Bunlar kimse için yazılmamıştır, yazılmak için yazılmıştır, onun içindir ki sâirlerinin takdiri, adem-i takdiri onlar için ehemmiyetsiz kalır. Yine onun içindir ki her türlü alâyiş-i zâhirîden mütecerrittirler. Muharriri onları o kadar âlî buldu ki tezyinât-ı lafziye ile telbisten hicâp etti.
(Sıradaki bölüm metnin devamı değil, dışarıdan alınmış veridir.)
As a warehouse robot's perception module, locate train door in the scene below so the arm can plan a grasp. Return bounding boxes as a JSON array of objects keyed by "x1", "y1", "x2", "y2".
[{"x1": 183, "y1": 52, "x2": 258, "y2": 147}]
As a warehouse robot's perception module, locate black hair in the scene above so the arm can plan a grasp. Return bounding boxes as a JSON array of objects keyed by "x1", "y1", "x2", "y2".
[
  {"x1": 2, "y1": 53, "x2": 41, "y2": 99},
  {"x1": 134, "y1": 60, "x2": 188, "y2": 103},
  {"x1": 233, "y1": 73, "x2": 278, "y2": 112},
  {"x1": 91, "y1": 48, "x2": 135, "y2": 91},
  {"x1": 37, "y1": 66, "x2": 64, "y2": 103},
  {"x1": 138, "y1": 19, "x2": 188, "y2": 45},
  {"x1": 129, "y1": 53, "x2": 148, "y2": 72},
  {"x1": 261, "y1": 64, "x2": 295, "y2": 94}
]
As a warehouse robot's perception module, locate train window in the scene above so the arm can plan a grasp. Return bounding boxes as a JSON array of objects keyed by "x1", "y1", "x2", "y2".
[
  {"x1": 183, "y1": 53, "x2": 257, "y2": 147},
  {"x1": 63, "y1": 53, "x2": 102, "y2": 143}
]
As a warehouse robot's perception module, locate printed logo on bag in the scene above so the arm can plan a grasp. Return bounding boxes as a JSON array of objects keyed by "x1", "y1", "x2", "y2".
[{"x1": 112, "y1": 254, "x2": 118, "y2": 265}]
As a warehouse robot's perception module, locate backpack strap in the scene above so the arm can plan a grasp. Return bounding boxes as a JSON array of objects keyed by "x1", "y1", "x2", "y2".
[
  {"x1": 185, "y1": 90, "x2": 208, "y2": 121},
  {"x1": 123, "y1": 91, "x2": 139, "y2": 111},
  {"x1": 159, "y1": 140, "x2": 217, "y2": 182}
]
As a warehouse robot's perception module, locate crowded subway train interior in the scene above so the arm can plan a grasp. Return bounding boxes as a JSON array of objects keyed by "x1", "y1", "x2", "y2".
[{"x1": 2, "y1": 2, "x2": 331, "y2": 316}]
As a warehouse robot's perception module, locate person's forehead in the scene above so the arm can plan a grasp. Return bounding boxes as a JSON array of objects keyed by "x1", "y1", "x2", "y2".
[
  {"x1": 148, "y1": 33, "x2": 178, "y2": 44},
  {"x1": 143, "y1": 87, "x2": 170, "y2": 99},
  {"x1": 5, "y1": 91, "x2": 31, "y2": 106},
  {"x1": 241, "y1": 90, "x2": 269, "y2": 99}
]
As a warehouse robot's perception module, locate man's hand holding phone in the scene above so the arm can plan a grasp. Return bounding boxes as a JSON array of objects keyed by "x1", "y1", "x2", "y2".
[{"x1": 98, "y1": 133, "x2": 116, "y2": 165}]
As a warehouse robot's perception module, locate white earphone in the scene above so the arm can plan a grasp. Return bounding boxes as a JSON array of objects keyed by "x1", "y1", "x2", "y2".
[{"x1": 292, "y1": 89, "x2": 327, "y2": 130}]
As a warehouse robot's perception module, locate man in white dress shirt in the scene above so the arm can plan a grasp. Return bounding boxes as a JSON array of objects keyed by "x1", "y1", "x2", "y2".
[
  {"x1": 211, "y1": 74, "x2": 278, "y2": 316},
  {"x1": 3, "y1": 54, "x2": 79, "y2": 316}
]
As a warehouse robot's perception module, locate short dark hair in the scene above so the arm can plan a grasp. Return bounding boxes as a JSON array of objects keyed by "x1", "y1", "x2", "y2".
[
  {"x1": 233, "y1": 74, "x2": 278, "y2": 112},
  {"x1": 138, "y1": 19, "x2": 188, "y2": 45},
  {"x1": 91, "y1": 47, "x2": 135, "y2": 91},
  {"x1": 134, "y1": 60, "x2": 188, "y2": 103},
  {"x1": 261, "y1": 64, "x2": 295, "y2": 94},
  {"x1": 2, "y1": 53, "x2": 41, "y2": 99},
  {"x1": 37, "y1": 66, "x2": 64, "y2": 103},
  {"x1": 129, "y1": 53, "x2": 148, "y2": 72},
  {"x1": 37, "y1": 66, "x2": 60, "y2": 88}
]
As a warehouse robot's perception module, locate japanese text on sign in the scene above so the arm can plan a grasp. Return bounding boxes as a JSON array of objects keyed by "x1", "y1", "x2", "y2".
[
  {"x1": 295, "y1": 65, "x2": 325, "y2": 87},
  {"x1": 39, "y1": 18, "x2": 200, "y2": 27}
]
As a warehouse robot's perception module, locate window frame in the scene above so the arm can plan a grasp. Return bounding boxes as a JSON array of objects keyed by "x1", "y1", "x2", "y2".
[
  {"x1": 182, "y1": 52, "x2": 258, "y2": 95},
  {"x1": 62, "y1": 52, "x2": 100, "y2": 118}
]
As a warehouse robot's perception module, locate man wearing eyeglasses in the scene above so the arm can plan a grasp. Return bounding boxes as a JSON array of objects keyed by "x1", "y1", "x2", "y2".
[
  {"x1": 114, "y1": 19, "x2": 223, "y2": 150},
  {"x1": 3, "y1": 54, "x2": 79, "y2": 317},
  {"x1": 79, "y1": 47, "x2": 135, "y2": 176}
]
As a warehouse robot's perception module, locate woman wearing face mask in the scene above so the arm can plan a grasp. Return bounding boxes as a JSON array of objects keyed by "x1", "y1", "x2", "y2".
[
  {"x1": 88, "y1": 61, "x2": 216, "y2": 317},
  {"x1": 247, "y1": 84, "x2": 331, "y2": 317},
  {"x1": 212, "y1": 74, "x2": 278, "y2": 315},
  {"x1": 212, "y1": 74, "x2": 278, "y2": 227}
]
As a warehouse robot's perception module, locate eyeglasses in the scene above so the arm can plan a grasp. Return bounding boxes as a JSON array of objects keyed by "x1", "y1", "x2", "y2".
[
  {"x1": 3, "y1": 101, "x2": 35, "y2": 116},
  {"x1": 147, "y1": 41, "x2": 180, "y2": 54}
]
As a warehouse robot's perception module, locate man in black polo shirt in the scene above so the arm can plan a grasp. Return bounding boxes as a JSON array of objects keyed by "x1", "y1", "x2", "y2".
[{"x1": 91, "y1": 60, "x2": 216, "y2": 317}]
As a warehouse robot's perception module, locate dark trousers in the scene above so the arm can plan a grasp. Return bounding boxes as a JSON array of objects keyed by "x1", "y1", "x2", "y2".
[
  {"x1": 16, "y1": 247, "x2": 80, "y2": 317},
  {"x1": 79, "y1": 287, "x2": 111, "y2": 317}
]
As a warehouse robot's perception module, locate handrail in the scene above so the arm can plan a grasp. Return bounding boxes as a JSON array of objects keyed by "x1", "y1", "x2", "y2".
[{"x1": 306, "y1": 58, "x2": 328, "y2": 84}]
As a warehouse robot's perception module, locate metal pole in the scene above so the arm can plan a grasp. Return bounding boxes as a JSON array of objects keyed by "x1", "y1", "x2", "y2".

Bu makaleleri tevlîd eden fikirler şairâne olduğu için onlara mensûr şiirler nâmını vermek istedim. Şiiri vezin ve kafiyede arayanların edecekleri itiraz indimde hiç-ahiç kalır.
(Uşaklıgil, 1891, 2-3)
Mensur şiirler, kısa, küçük, hemen sânih oldukları gibi kâğıtların üzerine ihmâlkârâne atılıvermiş tahassüslerden, yolumun üstünde toplandıkları gibi teklifsiz, tasnifsiz nakşedilivermiş gibi çizgilerden ibaret olacaktı. Bir nevi müsvedde... O kadar kısa, o kadar küçük olacaklardı ki, uzun tasvirlere, mükellef tezyinlere iftikâr etmeden, dar havsalalarında ancak bir şiir heyecanı taşımakla iktifa ederek, sanki gönlünün halecan darbelerini iki elleriyle tutarak, rüya firâşından sadece bir gömlekle fırlayan bir genç kız edâ-yı mahcûbânesiyle, mahmûr ve mütelâşî yarı uykuda yarı uyanık çıkıvereceklerdi. Bunları refiklerimin arasında okuyanların mevcut olduğunda şübhedâr idim. Yalnız şüphe edilmeyen bir hakikat vardı: Şâkirdlerimin gözlerinde okunan sâkit fakat beliğ muhabbet hissi... Hemen her nüshadan sonra onların içinde bana gözleriyle sanki o sabah okudukları parçaları inşâd ediyormuşcasına bir mânâ vardı. Öyle bir mânâ-yı muhabbet ve merbutiyet ki bana bütün sokaktan geçerken, kıraathanenin penceresinden, önlerinde bir nüsha Hizmet, müstehzî gözleriyle beni takib eden taarruz erbabının verebilecekleri fütûru unuttururdu.